Eben noch war die junge Frau einfach Natascha . Ein schnell hingeworfener Vorname, der so klingt, als sei mit acht Buchstaben alles gesagt. Jemanden so zu nennen, signalisiert Vertrautheit. Natascha , das ist jemand, über dessen Leben man Bescheid weiß, wenigstens aus den Sondersendungen im Fernsehen und den Sensationsberichten der Medien. Natascha gehört allen.

Aber Frau Kampusch will nicht mehr Natascha genannt werden, zumindest nicht von Menschen, die sie niemals persönlich kennen gelernt hat. Sie legt Wert auf ein Mindestmaß an Höflichkeit, Respekt und körperlicher Distanz. Sie sei, klagte sie ihrer Betreuerin, der Jugendanwältin Monika Pinterits, doch »kein Gegenstand, über den man einfach bestimmen kann«. Acht Jahre lang hat ihr Entführer über sie verfügt. Jetzt will sie nicht wieder in Besitz genommen werden.

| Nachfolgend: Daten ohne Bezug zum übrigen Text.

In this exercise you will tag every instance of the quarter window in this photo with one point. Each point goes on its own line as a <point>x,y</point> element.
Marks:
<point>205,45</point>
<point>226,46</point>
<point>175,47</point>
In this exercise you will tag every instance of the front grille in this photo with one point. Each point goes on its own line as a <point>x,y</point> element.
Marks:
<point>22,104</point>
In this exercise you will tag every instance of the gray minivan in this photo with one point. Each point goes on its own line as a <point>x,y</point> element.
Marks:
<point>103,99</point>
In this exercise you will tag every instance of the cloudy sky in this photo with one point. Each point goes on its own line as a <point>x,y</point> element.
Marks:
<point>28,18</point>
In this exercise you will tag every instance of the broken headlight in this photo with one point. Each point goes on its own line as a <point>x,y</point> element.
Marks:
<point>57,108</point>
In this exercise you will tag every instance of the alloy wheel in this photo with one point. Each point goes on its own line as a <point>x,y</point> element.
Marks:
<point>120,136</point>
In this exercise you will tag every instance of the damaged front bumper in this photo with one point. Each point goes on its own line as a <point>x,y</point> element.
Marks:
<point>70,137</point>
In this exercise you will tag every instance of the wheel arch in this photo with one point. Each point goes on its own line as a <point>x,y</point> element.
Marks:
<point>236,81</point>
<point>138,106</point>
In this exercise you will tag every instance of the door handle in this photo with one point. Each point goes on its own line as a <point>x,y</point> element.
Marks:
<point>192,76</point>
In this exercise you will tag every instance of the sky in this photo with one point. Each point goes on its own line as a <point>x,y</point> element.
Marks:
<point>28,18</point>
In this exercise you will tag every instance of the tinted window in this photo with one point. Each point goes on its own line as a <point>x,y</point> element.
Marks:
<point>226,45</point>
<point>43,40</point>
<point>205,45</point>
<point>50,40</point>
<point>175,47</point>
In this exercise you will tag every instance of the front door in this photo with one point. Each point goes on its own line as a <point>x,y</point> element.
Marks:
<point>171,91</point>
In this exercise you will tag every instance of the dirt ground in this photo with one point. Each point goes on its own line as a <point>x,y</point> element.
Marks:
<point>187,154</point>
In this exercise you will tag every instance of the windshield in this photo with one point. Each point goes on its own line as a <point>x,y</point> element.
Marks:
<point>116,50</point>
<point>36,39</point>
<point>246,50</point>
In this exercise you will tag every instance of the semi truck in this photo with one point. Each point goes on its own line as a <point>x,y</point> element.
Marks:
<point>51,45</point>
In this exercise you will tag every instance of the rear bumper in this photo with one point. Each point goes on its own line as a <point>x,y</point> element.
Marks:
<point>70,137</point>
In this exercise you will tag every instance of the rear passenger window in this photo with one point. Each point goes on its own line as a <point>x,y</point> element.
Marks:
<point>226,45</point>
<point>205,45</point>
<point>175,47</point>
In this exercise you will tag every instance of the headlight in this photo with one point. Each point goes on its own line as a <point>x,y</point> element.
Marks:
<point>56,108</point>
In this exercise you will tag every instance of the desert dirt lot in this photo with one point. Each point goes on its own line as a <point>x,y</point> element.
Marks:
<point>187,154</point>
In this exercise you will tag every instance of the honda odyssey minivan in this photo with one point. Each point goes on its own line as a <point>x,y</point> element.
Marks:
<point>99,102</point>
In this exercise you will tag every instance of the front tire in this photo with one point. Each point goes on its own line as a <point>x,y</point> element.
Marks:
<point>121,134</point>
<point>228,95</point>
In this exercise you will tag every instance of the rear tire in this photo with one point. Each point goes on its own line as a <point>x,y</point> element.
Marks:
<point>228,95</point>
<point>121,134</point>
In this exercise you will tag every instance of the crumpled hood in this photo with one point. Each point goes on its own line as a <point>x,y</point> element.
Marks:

Wer die Berichterstattung zum Fall Kampusch verfolgte, also fast jeder in Österreich, konnte beobachten, wie sich der Tonfall veränderte. Nach den wilden Spekulationen der allerersten Tage ist inzwischen viel vom Schutz der Intimsphäre des Entführungsopfers die Rede. Man hört, dass inzwischen Profis am Werk sind – nicht überforderte Polizisten, sondern Psychologen und Sozialpädagogen, die wissen, wie man mit traumatisierten Jugendlichen in akuten Krisen umgeht.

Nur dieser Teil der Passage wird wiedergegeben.